The legislation would target sites like Facebook, YouTube and Twitter in particular, all three of which have come under fire in recent years for not taking a more vigilant stance in ensuring that unsuitable content did not appear on their platforms.
The finer details of the law have not been explained, but European Union security commissioner Julian King has stated that it would mandate that companies would have to remove any extremist content from their website within an hour of receiving a notice.
King went on to add that the current approach adopted by the EU is not reaping any dividends, with extremist content still said to be a major issue that’s effecting the region.

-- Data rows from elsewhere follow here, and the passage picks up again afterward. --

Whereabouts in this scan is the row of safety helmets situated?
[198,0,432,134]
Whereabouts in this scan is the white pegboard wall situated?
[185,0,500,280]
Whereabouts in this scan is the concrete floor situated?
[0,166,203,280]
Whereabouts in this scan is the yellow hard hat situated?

He also added that Europeans “cannot afford to relax or become complacent.”
Precisely how companies like Facebook would react to such a law remains to be seen, but seeing as how they often adopt their own strategies and policies when it comes to enforcing content, there could potentially be a bit of push back.
How the European Union responds in kind would also be interesting to see play out, especially as the EU has had no qualms with holding big tech company’s proverbial feet to the fire, as was the case recently with Google’s sizeable fine.
We’ll have to wait until next month to see whether the draft law has any legs, with the legislation scheduled for publishing in September.
There’s still a lengthy process from there though, with each of the EU member nations still required to debate and vote on whether the law should take effect.
With several major websites taking a more assertive approach to divisive and extremist content in recent months, perhaps this new law will be the push they need to take a definitive stance… in the European Union at least.